We have been very busy in the gardens and energy is low for other things, so a quick post today. Some scientists studying monkeys report that older monkeys, similarly to older people, withdraw from some social interactions. They (we) are still observant, still permit some grooming activities (well, the monkeys do), less interested in toys, and generally choose to participate less. Interesting enough and I am glad to know it, being a proudly grumpy older gentleman myself since the age of 5 years old when I idolized Gabby Hayes.
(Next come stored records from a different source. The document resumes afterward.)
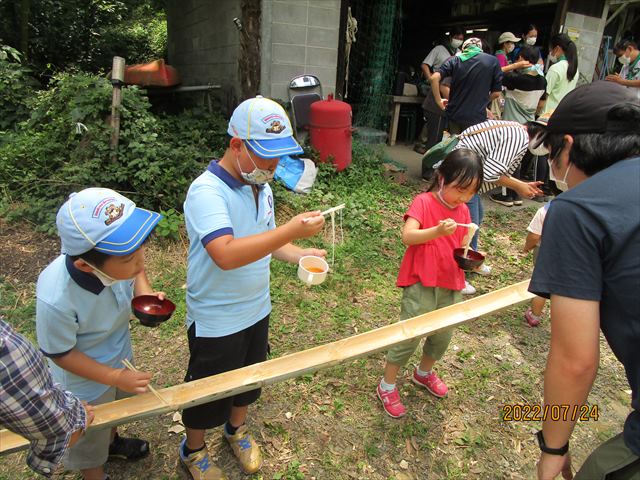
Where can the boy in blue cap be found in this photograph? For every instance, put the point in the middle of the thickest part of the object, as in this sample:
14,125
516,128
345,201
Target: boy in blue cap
229,213
83,310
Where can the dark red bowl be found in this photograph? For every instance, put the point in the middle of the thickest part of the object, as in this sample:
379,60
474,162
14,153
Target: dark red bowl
471,261
151,311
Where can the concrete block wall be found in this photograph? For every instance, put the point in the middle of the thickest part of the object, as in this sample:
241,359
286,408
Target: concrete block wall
204,44
299,37
588,44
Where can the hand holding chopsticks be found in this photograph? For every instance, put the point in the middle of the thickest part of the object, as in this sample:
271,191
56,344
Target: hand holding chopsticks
130,366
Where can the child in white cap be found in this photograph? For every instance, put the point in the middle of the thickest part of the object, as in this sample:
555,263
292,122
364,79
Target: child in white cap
83,309
230,218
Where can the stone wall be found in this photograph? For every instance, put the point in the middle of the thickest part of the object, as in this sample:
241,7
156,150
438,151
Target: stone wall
204,43
589,36
298,37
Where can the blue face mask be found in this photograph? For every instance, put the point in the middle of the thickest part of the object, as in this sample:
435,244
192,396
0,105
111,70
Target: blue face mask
257,176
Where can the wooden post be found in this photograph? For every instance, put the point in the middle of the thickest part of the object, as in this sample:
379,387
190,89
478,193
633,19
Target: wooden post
117,80
294,365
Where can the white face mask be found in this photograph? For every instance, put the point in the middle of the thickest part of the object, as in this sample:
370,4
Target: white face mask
257,176
624,60
561,184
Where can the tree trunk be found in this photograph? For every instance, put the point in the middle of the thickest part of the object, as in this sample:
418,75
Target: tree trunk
249,61
25,7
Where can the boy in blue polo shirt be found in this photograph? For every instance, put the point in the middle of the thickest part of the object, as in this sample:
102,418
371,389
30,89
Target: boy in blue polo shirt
229,213
83,309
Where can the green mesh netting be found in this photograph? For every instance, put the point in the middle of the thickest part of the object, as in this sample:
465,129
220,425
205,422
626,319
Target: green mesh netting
373,60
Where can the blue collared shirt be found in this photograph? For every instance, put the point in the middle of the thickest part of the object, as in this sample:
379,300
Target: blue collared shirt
74,310
32,406
223,302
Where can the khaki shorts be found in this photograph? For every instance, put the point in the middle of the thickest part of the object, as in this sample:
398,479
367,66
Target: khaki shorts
92,450
611,461
417,300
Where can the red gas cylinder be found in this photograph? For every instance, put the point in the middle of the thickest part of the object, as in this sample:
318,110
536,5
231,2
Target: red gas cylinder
330,128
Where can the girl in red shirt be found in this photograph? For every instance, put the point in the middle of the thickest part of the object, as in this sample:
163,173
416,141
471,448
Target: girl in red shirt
429,275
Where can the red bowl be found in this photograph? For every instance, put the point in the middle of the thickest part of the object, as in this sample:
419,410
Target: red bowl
472,261
151,311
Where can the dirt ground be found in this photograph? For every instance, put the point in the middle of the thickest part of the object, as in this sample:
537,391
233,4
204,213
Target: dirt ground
329,425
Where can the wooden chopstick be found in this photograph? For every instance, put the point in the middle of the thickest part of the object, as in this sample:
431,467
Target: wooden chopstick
130,366
334,209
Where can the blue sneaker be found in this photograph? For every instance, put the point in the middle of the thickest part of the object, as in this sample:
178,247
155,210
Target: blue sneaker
199,464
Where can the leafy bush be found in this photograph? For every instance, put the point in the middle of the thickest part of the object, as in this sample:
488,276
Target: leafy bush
64,34
64,147
17,86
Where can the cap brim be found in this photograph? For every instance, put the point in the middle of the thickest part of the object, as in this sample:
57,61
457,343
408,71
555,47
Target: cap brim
130,235
275,148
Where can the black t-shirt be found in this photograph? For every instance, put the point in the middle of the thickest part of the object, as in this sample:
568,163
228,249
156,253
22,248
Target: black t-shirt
590,250
472,82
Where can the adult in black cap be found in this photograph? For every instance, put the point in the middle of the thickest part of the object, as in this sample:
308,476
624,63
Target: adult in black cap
589,265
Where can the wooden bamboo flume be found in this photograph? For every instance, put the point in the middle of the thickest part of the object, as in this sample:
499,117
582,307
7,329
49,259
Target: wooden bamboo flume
294,365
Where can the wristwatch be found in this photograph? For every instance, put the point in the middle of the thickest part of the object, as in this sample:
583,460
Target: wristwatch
549,450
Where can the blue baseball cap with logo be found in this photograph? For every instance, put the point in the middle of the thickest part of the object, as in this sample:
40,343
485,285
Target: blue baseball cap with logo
264,126
104,220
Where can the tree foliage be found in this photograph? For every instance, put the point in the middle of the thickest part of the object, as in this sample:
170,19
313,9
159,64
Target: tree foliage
84,34
64,147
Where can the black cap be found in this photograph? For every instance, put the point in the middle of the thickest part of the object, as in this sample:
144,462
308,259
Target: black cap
586,108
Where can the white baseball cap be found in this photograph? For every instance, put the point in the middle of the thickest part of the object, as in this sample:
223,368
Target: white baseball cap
104,220
264,126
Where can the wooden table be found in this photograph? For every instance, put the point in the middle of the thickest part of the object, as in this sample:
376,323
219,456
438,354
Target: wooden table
398,101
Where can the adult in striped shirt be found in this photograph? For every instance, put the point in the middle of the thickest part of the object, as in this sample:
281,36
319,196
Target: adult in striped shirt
501,145
32,406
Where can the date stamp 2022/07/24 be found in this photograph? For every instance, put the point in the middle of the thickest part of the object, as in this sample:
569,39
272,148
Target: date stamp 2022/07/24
540,413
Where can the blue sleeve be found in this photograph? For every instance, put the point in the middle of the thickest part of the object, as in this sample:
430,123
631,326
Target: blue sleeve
571,248
56,330
207,211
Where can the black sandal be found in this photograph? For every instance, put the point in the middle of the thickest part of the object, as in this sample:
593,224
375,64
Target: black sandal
128,448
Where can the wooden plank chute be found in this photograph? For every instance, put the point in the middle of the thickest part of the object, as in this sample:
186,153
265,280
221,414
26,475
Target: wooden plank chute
294,365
And I am particularly grumpy about the way the phenomena were talked about in this NYT story. For example, the reporter writes, “How human behavior changes as we age could therefore have some biological origins.” I beg your pardon but how our behavior changes as we age is necessarily biological in origin. Or how about this nugget: evidently the “dominant psychological theory” to explain our behavioral changes is that old people become more choosy “in order to maximize the use of the time we have left with death in sight.” Have these people never visited nursing and retirement homes? Or Las Vegas? Visited other countries where old folks work out of necessity (and maybe are accorded more respect with a stronger family system), or seen any poverty because the elders being less productive are abandoned by modern society? ‘Maximize’ does not exactly capture the phenomena here, because it makes it sound as if we choose so much more than we really do. One researcher says that our behaviors that seem deliberative “might be more similar to our primate ancestors than we might think,” the implication that our primate friends are not deliberative and choosy. Once again we assert the specialness of our own kind in another instance of anthropodenial. Ouch!
The researcher does, in a triumph of reality orientation, say that maybe monkeys and humans lose stamina with age (that pesky biological thing again) and that dealing with relationships that are ambivalent or negative is not worth the trouble. Ah, there you go. Now travel on.